Question

An electric pump raises 10.4 metre cube of water from a reservoir whose water level is 4m below ground level to a storage tank above ground.If the discharge pipe outlet is 32 m above ground level and the operation takes 60 minutes,find the minimum power rating of the pump if its efficiency is 80%.​

Answer 1

Given info : An electric pump raises 10.4 m³ of water from a reservoir whose water level is 4m below ground level to a storage tank above ground.If the discharge pipe outlet is 32 m above ground level and the operation takes 60 minutes.
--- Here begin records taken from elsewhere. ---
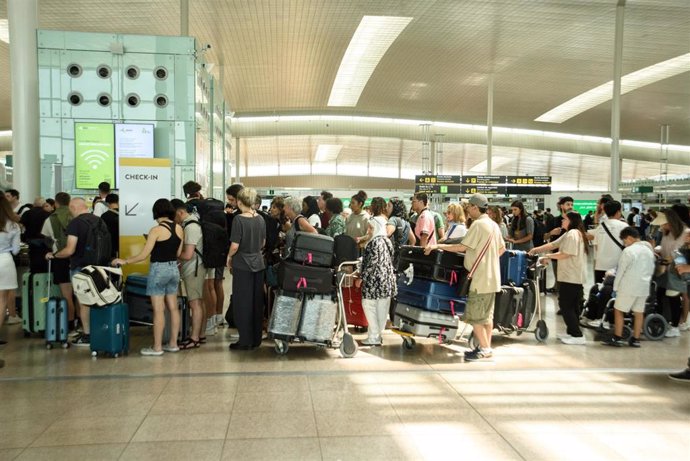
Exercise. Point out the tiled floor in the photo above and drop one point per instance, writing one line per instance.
(531, 402)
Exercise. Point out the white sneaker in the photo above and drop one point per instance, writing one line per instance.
(211, 326)
(573, 341)
(673, 332)
(220, 320)
(13, 320)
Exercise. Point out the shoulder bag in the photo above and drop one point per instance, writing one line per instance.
(465, 287)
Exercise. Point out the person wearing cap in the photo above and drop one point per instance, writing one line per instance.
(565, 205)
(673, 234)
(425, 227)
(571, 274)
(486, 281)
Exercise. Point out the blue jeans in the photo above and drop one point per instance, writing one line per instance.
(163, 279)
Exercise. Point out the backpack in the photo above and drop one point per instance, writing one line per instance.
(272, 232)
(98, 247)
(205, 207)
(98, 285)
(58, 230)
(214, 241)
(344, 249)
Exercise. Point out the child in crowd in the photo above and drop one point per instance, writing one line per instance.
(633, 279)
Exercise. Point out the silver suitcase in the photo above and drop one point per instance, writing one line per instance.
(424, 323)
(285, 318)
(318, 318)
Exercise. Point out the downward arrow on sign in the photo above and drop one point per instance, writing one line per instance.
(128, 211)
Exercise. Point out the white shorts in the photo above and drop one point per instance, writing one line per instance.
(8, 273)
(627, 303)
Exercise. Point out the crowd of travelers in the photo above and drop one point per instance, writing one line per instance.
(250, 240)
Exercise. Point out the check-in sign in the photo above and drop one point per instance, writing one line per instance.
(142, 182)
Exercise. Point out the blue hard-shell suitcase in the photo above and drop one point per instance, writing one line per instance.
(431, 296)
(110, 330)
(513, 267)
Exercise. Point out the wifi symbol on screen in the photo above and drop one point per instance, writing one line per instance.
(94, 158)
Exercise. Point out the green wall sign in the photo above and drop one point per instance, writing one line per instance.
(94, 150)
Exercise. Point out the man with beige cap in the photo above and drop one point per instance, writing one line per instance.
(483, 243)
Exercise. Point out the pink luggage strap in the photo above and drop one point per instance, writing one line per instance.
(453, 278)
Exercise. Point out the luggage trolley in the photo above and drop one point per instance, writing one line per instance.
(518, 323)
(307, 317)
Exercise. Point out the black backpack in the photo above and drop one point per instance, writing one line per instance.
(98, 248)
(344, 249)
(272, 232)
(214, 240)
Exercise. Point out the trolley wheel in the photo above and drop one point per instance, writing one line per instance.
(348, 348)
(655, 327)
(472, 341)
(541, 333)
(281, 347)
(409, 343)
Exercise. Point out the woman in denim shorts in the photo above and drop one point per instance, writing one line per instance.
(164, 244)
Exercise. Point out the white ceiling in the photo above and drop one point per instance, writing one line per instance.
(281, 57)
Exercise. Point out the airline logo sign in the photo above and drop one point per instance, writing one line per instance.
(94, 147)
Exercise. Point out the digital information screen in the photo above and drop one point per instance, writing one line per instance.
(94, 149)
(132, 140)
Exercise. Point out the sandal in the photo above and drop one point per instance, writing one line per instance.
(189, 343)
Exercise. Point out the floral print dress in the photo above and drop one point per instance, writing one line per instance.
(378, 277)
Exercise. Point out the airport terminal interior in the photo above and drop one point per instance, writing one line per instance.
(528, 100)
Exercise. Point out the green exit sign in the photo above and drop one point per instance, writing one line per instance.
(642, 189)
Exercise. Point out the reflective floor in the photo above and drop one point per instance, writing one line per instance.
(531, 402)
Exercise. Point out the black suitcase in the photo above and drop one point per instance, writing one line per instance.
(444, 266)
(185, 321)
(297, 277)
(507, 307)
(140, 310)
(312, 249)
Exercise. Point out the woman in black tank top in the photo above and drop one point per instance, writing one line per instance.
(164, 244)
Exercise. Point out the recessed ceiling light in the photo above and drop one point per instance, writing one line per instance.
(327, 152)
(371, 40)
(603, 93)
(4, 31)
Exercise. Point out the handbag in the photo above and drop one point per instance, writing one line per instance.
(465, 287)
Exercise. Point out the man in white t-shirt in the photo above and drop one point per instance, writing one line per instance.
(607, 243)
(483, 240)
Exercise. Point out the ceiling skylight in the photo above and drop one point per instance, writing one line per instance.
(629, 82)
(371, 40)
(4, 31)
(327, 152)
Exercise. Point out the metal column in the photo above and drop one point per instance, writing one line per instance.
(184, 18)
(23, 22)
(490, 124)
(616, 99)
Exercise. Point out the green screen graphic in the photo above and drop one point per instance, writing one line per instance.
(94, 146)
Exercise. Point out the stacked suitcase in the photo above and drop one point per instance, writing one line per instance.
(305, 306)
(428, 305)
(35, 294)
(141, 311)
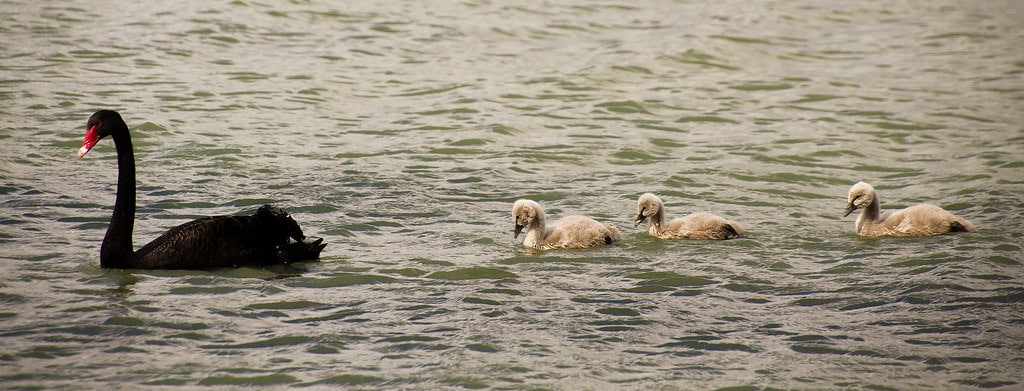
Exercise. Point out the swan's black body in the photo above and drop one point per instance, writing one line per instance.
(208, 243)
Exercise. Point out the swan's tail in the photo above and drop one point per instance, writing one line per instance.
(302, 251)
(962, 225)
(612, 235)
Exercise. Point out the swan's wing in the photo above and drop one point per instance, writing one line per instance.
(209, 242)
(577, 232)
(920, 220)
(700, 225)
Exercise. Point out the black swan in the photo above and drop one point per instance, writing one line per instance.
(207, 243)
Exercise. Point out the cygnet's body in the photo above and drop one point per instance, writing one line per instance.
(567, 232)
(919, 220)
(696, 225)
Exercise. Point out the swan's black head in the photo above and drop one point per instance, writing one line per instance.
(281, 222)
(100, 124)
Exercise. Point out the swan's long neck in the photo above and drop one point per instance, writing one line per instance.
(117, 248)
(657, 220)
(535, 232)
(870, 214)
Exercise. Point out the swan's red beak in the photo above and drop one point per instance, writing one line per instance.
(90, 140)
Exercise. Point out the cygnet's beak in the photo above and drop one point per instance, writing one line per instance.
(640, 219)
(849, 209)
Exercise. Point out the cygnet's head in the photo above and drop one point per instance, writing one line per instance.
(861, 194)
(523, 214)
(647, 206)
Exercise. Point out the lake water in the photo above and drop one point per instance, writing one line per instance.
(401, 133)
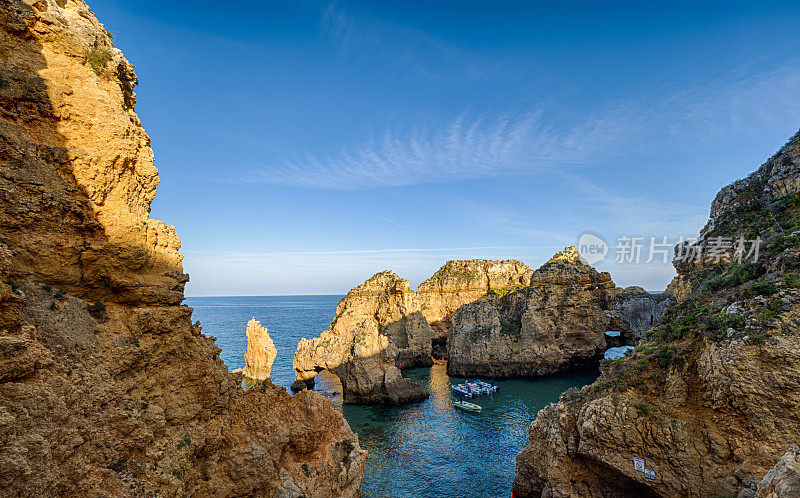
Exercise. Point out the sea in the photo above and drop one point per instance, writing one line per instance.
(425, 449)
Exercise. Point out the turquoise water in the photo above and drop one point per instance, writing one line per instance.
(427, 449)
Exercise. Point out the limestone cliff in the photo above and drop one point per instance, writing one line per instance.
(709, 399)
(106, 387)
(377, 326)
(641, 310)
(556, 324)
(260, 352)
(460, 282)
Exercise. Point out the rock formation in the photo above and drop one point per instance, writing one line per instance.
(784, 478)
(377, 327)
(106, 387)
(709, 399)
(461, 282)
(558, 323)
(260, 352)
(641, 310)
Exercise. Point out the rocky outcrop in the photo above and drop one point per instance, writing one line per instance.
(377, 327)
(365, 362)
(106, 386)
(641, 310)
(709, 399)
(461, 282)
(260, 352)
(558, 323)
(784, 478)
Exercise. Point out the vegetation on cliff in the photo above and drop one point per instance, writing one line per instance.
(709, 397)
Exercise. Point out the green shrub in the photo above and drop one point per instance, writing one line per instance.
(761, 287)
(98, 59)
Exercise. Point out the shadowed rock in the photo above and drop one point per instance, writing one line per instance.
(106, 386)
(558, 323)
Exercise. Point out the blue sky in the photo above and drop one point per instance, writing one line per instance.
(304, 146)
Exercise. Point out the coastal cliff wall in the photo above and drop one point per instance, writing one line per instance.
(377, 328)
(709, 398)
(106, 386)
(460, 282)
(555, 324)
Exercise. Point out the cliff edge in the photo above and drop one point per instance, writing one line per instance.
(106, 387)
(708, 399)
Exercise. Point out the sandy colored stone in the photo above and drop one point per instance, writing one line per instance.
(556, 324)
(460, 282)
(716, 416)
(260, 352)
(106, 386)
(361, 345)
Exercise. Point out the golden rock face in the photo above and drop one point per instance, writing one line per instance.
(106, 386)
(260, 352)
(711, 406)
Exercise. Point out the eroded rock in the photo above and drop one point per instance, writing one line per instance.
(260, 352)
(558, 323)
(106, 387)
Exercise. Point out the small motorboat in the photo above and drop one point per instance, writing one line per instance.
(486, 386)
(467, 406)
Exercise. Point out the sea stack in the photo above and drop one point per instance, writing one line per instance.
(460, 282)
(260, 353)
(556, 324)
(377, 328)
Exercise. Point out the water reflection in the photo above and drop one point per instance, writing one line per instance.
(432, 449)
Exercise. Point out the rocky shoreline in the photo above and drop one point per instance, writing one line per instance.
(107, 388)
(708, 400)
(500, 319)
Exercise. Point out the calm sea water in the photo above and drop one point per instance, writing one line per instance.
(427, 449)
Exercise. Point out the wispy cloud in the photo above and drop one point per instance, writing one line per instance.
(422, 250)
(531, 142)
(413, 53)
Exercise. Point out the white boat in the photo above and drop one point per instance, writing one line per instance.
(467, 406)
(462, 390)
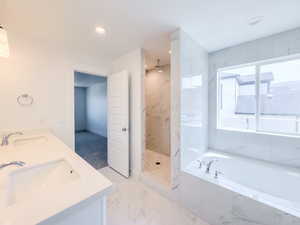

To find : the minimum power rating of tyhe pump if its efficiency is 80% is..

solution : total height covered by water to reach reservoir , h = 4m + 32 m = 36 m

volume of water, V = 10.4 m³

∵ density of water , ρ = 1000 kg/m³

∴ the mass of water , m = Vρ = 10.4 × 1000 = 10400 kg

now potential energy of water , U = mgh

= 10400 kg × 10 m/s² × 36 m

= 3744000 J = 3744 kJ

now the power of electric pump , P = potential energy of water/time taken

= $\bf{\frac{3744kJ}{60min}}$

= $\frac{3744\times10^3J}{60\times60s}$

= 1040 watt

but it has given that the efficiency of the electric pump is 80%.

∴ minimum power rating of the pump = 1040 × 100/80 = 1300 watt.

therefore the minimum power rating of the pump if its efficiency is 80%.